Hace unos días se hacía público el informe del Defensor del Pueblo sobre los abusos sexuales en la infancia y, particularmente, los que tuvieron lugar en el seno de la Iglesia, tanto por religiosos como por personas vinculadas a la institución.
Y constataba unos datos escalofriantes, según los cuales aproximadamente 440.000 personas hoy mayores de edad habían sido abusadas sexualmente en este ámbito. Un dato que, por cierto, la propia Iglesia ha negado en su cuantificación, aunque no haya negado que los abusos existieran.
De todo esto, una de las cosas que más me llaman la atención es la reacción de la propia Iglesia, o de alguno de sus obispos. Lo primero que hacen es negar categóricamente que la cifra sea esa, diciendo que no es tal, sino que es mucho menor. Y yo me pregunto, ¿es que si son menos el problema no tiene importancia? ¿Es que un solo abuso no es ya digno de reproche, de rechazo y de indignación? La respuesta es obvia y ese posicionamiento, a mi juicio, hace flaco favor a la institución.
Si lo que se pretende es culpar a las personas responsables y exculpar a la Iglesia, lo primero que tendría hacer hecho la propia Iglesia, desde hace mucho, es visibilizar y condenar los abusos en lugar de negarlos y callar. Y por supuesto, pedir perdón a las víctimas y resarcirlas en la medida de lo posible, algo que ha llegado tarde y mal.

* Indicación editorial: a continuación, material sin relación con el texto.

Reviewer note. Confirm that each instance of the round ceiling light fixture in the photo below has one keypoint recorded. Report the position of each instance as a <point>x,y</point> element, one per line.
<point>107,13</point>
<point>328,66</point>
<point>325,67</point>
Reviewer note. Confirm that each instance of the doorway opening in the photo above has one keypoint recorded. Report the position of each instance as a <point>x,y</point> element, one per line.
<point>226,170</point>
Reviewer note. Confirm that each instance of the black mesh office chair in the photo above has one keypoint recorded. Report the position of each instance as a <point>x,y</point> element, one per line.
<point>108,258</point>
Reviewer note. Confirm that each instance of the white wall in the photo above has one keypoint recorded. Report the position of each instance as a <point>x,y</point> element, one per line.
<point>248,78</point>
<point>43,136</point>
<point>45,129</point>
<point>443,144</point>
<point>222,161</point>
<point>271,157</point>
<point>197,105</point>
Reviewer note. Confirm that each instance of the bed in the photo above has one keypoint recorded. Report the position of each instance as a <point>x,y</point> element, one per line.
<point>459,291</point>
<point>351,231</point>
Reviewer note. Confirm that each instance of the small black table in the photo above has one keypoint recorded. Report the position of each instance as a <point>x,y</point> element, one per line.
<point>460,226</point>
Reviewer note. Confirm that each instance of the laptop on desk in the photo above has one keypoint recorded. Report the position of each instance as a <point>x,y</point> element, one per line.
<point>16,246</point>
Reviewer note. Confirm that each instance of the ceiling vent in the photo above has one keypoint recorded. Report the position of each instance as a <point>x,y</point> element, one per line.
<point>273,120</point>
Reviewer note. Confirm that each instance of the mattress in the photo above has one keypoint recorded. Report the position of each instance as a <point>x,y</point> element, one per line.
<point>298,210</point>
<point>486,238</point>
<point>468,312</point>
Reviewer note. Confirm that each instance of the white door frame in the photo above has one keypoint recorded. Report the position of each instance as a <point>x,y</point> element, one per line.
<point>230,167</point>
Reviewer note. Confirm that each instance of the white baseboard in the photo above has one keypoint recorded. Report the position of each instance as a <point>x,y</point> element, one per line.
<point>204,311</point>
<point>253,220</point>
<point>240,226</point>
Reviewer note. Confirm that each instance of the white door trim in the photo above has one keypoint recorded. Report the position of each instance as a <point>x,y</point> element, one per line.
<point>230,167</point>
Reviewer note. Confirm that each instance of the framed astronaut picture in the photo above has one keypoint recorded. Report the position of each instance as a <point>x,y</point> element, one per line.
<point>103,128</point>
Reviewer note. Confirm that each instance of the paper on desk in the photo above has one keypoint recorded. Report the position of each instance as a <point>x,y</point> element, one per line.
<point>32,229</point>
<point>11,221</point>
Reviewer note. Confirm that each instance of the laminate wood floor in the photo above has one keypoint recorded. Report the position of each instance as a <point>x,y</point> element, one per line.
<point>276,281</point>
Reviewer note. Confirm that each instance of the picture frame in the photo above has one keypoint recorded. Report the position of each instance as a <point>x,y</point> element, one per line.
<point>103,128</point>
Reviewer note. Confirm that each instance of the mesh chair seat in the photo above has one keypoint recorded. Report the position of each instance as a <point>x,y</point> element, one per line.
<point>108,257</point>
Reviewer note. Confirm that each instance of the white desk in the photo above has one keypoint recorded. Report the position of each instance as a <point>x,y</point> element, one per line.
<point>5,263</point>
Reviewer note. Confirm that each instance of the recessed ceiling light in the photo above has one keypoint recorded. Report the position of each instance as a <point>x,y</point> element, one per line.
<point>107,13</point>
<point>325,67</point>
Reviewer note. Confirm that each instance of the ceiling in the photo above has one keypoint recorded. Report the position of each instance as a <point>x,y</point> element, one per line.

La verdad es que los datos son escalofriantes. Se estima que más del 11% de españoles mayores de edad han sufrido abusos en la infancia, y que cerca de un 2% en el ámbito de la Iglesia, aunque calcula en un 0,6% los realizados directamente por religiosos.
Sin embargo, y eso es tan llamativo como preocupante, si preguntamos a cualquier persona, especialmente a las que nos educamos en colegios religiosos, nadie -o casi nadie- reconoce haber sido víctima de estos hechos. Porque, al final, parece que siguen siendo las víctimas quienes han de avergonzarse en lugar de hacerlo los autores y quienes les encubren.
Como de muestra vale un botón, contaré algo de lo que supe hace poco. Una persona muy cercana a mí me contó que, en la confesión previa a recibir la primera comunión, el cura la agarró, trató de besarla y le tocó por encima de la ropa, ante lo cual ella reaccionó zafándose como pudo y se marchó corriendo como alma que lleva el diablo.
La semana siguiente, llegado el momento, el religioso en cuestión le dio la comunión como si nada hubiera pasado y sin que, por descontado, ni él ni nadie la hubiera absuelto por sus hipotéticos pecados de niña de siete años.
Lo curioso y lo triste de esta historia es que la protagonista, que jamás volvió a entrar en un confesionario, tardó más de ochenta y cinco años en contar esta historia y, aun así, lo hizo en un ámbito reducidísimo. El cuento de siempre. La vergüenza atenazando a las víctimas en vez de a los victimarios.
No pretendo con mis palabras generalizar ni culpar a todos los religiosos y religiosas. Me consta que hay de todo, como en botica, y en mi vida de niña educada en colegio religioso, como muchas de mi época, he conocido a muchas personas comprometidas e intachables. Por eso, precisamente, creo que deberían haberse desprendido y renegado de sus garbanzos negros en vez de arroparlos y esconderlos, cuando a quien deberían haber arropado es a sus víctimas.
Cualquiera que hayamos trabajado en la Administración de Justicia, hemos podido comprobar que la pederastia siempre busca los ambientes más propicios para satisfacer sus lúbricos y repugnantes deseos, y no hay mejor entorno para ellos que el educativo, sea en actividades lectivas, o sea, en actividades deportivas o lúdicas.
Y en la labor educativa de la Iglesia encontraban su sitio, aunque no fuera el único. El diablo se les metió por los huecos y, durante mucho tiempo, no hicieron otra cosa que taparlo.
Ojalá llegue el momento en que los tiempos cambien de verdad y no solo se reconozca y resarza a las víctimas, sino que se rechace y condene a los culpables. Quienes sufrieron en silencio durante tanto tiempo no recuperarán su infancia, pero, al menos, podrán pasar página de una vez por todas.